Thursday, January 23, 2014

Downward’s Pricing Theory in Post-Keynesian Economics: Chapter 9

Chapter 9 of Paul Downward’s Pricing Theory in Post-Keynesian Economics: A Realist Approach (Cheltenham, UK, 1999) presents his conclusions.

Downward concludes that critical realism is the appropriate method for Post Keynesian economics (Downward 1999: 181).

For Downward, the
“behavioural ‘core’ of post Keynesian pricing theory can be identified through the focus on the mark-up. In deference to research on actual agent decision making under conditions of uncertainty, post Keynesians should emphasise that prices are set by firms adding a mark-up to some measure of average costs. The mark-up is determined ex ante in the uncertain pursuit of some (possibly multiple) objective(s).” (Downward 1999: 181).
This is in contrast to neoclassical economics that neglects overhead/fixed costs, and frequently has unrealistic assumptions in its behaviour theory.

Econometric studies are only a limited and incomplete form of evidence on pricing and the fundamental empirical work must remain qualitative case studies (Downward 1999: 183).

Demand obviously influences flexprices, and it can influence mark-up prices too, but does so to a lesser degree than costs. Downwards’ own research finds that “prices display considerable inertia” (Downward 1999: 184).

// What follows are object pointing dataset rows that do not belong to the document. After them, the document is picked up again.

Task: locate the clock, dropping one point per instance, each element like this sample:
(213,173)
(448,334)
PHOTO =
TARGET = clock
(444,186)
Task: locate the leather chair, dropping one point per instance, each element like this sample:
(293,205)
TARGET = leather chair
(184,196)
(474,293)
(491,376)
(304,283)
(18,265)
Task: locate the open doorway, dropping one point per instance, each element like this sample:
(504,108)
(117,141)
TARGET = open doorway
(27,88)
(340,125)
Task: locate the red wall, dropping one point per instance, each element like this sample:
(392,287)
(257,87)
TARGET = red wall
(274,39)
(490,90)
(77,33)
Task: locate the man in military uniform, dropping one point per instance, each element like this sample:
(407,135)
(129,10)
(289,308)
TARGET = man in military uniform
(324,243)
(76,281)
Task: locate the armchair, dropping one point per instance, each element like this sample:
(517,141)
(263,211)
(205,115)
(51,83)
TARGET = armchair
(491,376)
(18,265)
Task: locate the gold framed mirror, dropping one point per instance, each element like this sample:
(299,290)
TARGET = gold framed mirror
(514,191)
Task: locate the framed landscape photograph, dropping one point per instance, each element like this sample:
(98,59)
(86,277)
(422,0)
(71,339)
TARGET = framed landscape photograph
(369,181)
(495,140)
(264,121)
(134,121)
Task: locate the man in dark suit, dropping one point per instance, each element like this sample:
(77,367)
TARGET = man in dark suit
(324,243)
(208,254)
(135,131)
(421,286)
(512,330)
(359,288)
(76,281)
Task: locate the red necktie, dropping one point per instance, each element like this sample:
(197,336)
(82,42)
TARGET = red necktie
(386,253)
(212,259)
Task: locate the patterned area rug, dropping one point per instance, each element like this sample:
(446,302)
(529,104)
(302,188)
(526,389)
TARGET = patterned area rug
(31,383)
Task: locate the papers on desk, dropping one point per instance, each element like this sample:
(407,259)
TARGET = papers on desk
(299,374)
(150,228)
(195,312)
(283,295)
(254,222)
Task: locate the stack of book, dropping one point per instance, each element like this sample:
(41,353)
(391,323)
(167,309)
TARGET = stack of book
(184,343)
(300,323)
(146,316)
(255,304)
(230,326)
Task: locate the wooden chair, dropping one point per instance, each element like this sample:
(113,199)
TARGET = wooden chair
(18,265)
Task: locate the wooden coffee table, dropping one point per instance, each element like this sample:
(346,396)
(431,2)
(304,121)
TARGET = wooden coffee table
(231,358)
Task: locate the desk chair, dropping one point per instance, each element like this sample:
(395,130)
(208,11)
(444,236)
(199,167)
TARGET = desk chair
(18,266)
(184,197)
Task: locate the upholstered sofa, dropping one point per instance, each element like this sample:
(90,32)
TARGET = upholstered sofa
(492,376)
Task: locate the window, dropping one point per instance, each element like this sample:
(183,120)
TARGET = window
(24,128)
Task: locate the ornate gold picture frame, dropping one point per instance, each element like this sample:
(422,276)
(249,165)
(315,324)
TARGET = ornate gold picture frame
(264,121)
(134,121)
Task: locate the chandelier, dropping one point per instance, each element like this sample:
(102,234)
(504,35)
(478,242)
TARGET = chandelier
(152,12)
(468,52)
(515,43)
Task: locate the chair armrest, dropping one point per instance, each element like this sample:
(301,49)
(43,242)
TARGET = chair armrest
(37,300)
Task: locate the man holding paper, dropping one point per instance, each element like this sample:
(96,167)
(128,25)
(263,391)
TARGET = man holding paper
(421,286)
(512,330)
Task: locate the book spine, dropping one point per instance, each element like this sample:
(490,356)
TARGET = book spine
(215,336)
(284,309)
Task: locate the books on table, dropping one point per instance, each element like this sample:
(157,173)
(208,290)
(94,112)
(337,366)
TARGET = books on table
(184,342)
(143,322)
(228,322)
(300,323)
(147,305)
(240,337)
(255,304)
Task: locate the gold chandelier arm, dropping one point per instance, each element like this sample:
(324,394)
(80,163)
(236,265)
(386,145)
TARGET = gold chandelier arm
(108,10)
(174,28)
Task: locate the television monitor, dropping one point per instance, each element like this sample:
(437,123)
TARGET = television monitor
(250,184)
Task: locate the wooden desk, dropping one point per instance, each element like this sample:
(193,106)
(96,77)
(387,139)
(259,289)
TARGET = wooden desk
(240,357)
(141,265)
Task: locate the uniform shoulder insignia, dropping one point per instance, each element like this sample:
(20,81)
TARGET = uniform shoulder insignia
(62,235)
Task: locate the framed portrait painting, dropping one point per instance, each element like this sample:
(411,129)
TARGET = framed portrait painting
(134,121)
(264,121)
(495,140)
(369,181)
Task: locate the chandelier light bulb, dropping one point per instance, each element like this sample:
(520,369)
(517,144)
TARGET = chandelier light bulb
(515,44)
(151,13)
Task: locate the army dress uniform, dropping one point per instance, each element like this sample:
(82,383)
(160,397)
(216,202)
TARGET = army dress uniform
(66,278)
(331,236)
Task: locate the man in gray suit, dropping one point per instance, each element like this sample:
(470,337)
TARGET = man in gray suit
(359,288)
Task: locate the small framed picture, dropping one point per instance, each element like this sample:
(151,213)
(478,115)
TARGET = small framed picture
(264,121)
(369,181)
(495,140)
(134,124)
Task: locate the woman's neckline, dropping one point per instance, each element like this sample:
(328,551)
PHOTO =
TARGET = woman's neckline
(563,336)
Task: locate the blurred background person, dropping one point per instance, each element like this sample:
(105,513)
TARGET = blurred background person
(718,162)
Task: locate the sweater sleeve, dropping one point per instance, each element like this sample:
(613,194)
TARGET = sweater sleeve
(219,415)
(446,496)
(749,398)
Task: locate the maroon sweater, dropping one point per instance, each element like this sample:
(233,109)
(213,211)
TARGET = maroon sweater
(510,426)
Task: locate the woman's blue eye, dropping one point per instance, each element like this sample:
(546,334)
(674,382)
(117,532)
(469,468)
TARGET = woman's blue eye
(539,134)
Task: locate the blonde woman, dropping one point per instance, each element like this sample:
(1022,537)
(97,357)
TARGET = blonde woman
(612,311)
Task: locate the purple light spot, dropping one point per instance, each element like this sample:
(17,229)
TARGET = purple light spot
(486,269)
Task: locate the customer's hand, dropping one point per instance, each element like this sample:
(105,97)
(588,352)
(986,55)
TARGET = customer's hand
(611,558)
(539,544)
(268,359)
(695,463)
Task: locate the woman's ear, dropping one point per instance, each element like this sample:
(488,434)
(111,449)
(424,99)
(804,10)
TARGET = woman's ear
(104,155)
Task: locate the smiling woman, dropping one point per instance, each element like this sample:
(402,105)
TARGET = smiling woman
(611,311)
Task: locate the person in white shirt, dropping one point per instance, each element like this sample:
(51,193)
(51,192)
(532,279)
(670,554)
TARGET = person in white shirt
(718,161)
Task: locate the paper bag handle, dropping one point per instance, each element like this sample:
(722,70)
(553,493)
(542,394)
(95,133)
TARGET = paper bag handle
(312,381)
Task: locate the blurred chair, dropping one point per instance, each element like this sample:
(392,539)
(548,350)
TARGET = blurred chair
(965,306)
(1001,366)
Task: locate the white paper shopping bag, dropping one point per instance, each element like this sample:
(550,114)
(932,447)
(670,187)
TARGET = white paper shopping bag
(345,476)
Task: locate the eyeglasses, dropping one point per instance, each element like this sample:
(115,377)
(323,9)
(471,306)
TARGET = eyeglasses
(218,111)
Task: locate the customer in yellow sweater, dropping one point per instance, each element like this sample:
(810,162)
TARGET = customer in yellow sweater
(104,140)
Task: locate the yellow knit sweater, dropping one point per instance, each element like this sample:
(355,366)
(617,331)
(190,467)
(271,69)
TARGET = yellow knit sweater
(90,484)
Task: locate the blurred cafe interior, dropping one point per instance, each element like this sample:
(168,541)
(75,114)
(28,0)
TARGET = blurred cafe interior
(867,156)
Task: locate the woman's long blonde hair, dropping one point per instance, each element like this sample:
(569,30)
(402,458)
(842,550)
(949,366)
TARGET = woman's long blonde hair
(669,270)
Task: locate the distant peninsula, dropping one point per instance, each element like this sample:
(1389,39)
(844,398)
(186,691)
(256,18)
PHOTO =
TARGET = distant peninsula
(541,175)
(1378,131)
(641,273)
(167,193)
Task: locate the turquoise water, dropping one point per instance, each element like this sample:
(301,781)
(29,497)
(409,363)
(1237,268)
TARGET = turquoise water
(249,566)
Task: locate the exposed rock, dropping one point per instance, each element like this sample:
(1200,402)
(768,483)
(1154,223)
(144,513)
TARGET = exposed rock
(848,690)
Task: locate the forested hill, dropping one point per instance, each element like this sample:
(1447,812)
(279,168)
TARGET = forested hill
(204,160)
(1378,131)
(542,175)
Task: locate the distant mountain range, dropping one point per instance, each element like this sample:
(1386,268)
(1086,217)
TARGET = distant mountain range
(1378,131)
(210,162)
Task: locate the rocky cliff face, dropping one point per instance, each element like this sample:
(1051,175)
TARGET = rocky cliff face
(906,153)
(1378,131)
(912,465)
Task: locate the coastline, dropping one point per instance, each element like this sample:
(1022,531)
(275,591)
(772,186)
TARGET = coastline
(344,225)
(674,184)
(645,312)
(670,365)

Businesses’ general unwillingness to change prices is rational, and is part of their behavioural attempts to overcome uncertainty and stabilise expectations (Downward 1999: 187).

These conclusions are highly problematic for neoclassical economics.

Downward, Paul. 1999. Pricing Theory in Post-Keynesian Economics: A Realist Approach. Edward Elgar Publishing, Cheltenham, UK and Northampton, MA.